Screenshots (25%): These screenshots should show how you applied what you learned. Create a new project in GCP for this use case.
Presentation (50%): The group will present
Grading: This project is worth 20% of your final course grade. The Executive Summary will comprise 25% of this grade, screenshots 25%, and the presentation will be 50%
Document Type: Word and PPT
Executive Summary Requirements:
400 to 550 words, not counting the title page, references, or supporting documents.
Title page: Organization Name, Logo, Use case, group number, and group members
Introduction: Introduce the use case and its purpose (Example: Data Engineering Request)

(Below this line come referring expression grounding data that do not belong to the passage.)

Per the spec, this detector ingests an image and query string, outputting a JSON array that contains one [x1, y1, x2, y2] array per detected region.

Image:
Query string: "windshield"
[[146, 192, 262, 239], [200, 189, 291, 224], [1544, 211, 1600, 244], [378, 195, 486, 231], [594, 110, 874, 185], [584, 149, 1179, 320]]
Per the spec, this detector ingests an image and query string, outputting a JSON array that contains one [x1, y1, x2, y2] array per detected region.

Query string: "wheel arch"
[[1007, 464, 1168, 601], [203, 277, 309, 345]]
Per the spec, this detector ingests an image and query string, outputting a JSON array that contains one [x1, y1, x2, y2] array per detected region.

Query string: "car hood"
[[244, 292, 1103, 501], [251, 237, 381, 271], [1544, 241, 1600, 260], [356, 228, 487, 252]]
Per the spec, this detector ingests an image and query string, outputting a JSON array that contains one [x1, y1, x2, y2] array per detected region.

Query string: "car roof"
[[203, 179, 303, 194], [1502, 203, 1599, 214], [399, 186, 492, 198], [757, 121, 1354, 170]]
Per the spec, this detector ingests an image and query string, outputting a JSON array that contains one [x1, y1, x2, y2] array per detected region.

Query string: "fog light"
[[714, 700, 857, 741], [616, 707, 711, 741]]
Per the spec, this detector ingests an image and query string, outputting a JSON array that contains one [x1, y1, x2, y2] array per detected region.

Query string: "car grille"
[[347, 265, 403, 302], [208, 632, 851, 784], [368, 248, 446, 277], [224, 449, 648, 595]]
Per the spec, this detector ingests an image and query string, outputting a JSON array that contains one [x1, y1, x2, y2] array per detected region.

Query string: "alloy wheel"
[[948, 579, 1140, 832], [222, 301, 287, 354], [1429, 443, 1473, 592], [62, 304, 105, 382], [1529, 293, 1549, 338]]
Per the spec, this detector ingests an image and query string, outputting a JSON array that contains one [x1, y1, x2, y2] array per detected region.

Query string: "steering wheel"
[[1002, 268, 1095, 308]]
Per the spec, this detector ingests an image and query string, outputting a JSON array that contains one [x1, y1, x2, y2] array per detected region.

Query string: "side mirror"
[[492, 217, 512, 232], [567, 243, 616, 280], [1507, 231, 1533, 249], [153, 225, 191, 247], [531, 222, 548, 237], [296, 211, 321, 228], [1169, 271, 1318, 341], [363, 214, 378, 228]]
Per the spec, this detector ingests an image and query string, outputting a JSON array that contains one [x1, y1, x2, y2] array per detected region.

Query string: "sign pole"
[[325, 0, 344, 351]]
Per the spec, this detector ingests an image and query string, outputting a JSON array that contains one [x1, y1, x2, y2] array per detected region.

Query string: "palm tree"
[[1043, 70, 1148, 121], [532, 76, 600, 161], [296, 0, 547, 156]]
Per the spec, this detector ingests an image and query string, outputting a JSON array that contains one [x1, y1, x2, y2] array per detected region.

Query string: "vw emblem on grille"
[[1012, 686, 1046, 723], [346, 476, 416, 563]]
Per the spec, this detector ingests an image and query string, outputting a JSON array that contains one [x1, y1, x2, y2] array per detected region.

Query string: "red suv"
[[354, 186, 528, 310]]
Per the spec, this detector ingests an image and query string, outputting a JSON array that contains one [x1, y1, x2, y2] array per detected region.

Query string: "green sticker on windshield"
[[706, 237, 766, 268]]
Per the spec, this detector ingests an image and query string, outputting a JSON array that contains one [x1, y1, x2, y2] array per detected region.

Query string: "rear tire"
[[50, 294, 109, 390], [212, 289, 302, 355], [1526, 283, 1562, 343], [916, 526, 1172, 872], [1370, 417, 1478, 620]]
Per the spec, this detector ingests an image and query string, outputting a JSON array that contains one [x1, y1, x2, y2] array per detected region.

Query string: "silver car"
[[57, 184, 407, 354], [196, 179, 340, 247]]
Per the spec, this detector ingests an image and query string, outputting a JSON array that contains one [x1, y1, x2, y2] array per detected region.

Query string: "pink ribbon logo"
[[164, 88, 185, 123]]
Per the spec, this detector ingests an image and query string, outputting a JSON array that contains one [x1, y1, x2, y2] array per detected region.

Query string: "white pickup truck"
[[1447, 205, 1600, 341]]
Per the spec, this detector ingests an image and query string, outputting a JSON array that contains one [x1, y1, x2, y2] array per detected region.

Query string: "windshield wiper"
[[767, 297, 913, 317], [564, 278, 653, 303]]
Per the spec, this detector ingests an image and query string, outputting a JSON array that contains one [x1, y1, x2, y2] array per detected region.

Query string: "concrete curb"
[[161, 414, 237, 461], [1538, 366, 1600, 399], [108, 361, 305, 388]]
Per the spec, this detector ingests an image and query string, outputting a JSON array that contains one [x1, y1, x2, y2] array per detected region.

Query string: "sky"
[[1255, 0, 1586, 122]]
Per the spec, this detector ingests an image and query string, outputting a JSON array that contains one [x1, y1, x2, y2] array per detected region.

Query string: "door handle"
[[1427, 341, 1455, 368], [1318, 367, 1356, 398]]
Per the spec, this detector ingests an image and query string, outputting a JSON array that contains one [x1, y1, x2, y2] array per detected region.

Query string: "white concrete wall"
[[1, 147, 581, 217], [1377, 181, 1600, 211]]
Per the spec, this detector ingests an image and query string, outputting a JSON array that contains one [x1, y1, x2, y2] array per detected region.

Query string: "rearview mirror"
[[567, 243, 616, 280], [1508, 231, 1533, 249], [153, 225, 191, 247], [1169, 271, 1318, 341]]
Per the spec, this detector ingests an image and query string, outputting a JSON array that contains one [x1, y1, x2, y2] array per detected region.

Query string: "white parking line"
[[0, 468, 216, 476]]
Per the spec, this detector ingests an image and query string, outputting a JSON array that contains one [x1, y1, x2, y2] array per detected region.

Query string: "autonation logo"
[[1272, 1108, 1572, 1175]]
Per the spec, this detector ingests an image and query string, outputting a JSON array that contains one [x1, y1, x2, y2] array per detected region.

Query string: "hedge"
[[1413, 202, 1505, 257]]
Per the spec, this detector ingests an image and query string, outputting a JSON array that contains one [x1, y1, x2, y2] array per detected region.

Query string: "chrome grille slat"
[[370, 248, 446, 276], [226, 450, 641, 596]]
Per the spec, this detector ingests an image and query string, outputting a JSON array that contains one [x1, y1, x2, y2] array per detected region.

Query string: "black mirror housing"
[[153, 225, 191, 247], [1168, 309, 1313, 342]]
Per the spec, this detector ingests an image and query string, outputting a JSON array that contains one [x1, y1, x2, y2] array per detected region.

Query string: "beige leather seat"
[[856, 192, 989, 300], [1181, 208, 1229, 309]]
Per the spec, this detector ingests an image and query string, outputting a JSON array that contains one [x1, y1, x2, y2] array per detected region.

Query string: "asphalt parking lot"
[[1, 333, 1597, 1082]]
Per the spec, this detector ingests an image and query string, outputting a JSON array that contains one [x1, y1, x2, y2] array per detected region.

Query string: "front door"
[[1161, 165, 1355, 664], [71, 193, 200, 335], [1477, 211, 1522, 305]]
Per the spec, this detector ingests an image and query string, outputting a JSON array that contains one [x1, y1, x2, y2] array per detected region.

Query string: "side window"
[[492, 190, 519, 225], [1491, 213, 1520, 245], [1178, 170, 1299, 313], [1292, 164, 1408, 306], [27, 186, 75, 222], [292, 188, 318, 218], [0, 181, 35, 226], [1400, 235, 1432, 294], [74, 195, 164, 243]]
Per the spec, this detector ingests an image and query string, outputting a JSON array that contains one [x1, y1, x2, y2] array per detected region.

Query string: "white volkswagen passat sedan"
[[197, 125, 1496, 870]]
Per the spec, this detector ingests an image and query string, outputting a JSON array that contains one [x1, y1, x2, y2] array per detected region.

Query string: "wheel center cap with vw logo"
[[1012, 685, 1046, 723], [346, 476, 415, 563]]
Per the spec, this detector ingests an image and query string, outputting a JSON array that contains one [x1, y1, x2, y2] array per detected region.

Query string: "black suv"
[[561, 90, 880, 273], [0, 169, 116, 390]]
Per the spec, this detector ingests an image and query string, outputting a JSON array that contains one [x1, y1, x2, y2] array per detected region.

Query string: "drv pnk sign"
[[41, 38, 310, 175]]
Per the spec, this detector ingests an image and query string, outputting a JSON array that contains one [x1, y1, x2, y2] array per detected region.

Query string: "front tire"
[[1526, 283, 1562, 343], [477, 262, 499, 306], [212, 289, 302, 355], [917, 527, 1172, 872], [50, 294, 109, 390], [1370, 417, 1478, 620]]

Body: Step through the data lifecycle with your use case and the tasks you did
Conclusion: Summarize and discuss the next steps for the data science and analyst teams
Double-spaced Word Document
References
Application Screenshots Requirements:
GCP project & storage
Hadoop
OpenRefine
BigQuery
Hive
Spark
Include an explanation (3-10 sentences) with the screenshots telling the application used and the task performed.
Supporting Documents:
Reference page
Meeting notes or Task board
Data Sheet – List of Data sources and any
additional information such as the website
address
Other documents
Word Document
Meeting Notes Template:
Date:
Start and End time:
Attendees:
Note-taker:
Notes:
Decisions:
Action Items:
Task board:
Create a Task board using MS Teams – Planner,
Excel, or Word
Task board Columns
To-Do
In Progress
Review
Done
Task Info: Description, Owner, Due Date
Presentation Requirements:
Business casual
TELL A STORY
Every group member must present
10-15 minutes to present
2 minutes for questions
10-20 PowerPoint Slides
Title page: Organization Name, Logo, Use case, group number, and group members
Outline or Agenda
Every step of the data lifecycle – No definitions
Hive and Spark SQL comparison chart
A few of your screenshots (No more than 5)
Cite the source on the slide if not your own words
Word document regarding rubrics instructions.
Requirements: Follow each and everything mentioned in the description.